Maintenance dose: 5.5 g-5.5 g/m² IV infusion over 24 hours.
Loading dose (<20 kg): 250 mg-250 mg/kg (2.5 mL/kg) IV infusion over 90-120 minutes.
Maintenance dose: 250 mg-250 mg/kg (2.5 mL/kg) IV infusion over 24 hours.
This drug must be diluted with sterile 10% dextrose injection before administration. The dilution and dosage are determined by weight for neonates, infants and young children, and by body surface area for larger patients, including older children, adolescents, and adults.
Maintenance infusions may be continued until elevated plasma ammonia levels have been normalized or the patient can tolerate oral nutrition and medications.
Such solutions are physically and chemically stable for up to 24 hours at room temperature and room lighting conditions. Other infusion solutions and drug products should not be administered together with this combination infusion solution.
Such solutions may be prepared in glass and PVC containers.

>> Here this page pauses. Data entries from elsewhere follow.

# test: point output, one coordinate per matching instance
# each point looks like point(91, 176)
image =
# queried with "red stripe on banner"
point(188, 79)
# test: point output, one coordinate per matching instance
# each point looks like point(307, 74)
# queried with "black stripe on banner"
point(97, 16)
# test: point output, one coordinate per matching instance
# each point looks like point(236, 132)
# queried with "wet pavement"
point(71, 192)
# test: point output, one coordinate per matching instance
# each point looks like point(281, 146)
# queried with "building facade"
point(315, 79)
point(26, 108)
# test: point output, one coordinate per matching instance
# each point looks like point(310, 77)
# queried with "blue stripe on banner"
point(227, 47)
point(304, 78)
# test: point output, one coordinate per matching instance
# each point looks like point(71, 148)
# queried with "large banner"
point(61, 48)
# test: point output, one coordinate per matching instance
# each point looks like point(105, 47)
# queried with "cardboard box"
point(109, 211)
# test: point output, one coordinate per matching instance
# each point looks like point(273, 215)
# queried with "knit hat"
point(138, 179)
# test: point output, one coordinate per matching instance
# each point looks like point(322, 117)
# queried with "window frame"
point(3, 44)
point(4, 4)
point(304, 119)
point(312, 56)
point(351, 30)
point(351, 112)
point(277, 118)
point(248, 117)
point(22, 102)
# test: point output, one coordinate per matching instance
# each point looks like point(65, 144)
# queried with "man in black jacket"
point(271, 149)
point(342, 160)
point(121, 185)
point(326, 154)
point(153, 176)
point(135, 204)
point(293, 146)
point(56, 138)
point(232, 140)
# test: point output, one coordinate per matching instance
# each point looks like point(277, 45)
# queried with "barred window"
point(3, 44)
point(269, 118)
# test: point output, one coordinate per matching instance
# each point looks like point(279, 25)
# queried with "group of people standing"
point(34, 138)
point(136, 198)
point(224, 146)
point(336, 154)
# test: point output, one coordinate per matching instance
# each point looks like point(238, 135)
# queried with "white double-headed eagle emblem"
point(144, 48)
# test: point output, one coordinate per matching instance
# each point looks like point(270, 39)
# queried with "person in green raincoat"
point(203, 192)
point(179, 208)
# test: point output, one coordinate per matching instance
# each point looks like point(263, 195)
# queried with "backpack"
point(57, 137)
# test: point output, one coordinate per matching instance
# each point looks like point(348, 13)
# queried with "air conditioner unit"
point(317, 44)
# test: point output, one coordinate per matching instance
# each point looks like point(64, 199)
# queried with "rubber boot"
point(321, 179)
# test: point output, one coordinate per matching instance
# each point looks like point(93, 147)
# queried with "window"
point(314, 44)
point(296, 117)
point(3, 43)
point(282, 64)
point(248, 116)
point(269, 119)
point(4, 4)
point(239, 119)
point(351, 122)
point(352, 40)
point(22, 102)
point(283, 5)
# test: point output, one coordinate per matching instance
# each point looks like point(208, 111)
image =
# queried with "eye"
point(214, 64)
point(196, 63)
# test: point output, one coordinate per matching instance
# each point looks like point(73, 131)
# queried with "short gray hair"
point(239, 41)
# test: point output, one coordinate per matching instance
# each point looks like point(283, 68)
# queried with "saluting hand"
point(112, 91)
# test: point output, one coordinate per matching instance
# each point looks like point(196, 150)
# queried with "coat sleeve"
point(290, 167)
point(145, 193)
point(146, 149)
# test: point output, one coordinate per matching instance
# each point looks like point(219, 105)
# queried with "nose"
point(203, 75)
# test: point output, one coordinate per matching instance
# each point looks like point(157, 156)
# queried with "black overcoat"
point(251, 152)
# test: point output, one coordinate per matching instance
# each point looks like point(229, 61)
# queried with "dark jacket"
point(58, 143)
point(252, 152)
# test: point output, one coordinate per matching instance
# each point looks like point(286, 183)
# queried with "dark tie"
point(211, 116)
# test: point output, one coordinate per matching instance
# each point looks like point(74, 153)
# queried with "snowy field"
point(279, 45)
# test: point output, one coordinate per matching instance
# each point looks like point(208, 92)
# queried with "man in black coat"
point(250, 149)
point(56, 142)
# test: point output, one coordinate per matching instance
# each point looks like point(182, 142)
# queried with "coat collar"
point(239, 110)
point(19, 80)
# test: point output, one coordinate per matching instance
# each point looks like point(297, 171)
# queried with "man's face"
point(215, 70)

Such solutions should be inspected visually for particulate matter and discoloration before administration.
4 Precautions To Take
Before using Ammonul, there are some precautions you must take.The treatment should be started as soon as the diagnosis of hyperammonemia is made. Treatment of hyperammonemia also requires caloric supplementation and restriction of dietary protein.
During and after infusion of such medications, ongoing monitoring of neurological status, plasma ammonia levels, clinical laboratory values, and clinical responses are crucial to assess patient response to treatment.
As this is a concentrated solution, it must be diluted before administration via a central line. Because sodium phenylacetate and sodium benzoate are metabolized in the liver and kidney, and since phenylacetylglutamine and hippurate are primarily excreted by the kidney, use caution when administering to patients with hepatic or renal insufficiency.
This infusion has been associated with nausea and vomiting. An antiemetic may be administered during this infusion.
Moreover, you should discontinue oral antihyperammonemic drugs prior to administration. This combination drug should be used cautiously in hepatic or renal impairment, heart failure, and sodium retention associated with edema.
There are some unwanted adverse effects associated with Ammonul along with its desired beneficial effects. These side-effects usually go away during the treatment episode as your body adjusts to the medicine.
Your healthcare professional may advise you about the ways to prevent or reduce those unwanted side-effects. Sometimes, you may need to consult with the doctor if you feel any serious toxic effect.
Nausea, vomiting, diarrhea, hyperglycemia, pyrexia, and certain skin disorders are the common adverse effects. In addition, some other adverse effects such as acidosis, agitation, anemia, respiratory distress, hypotension, convulsions, coma etc. may occur, but rarely.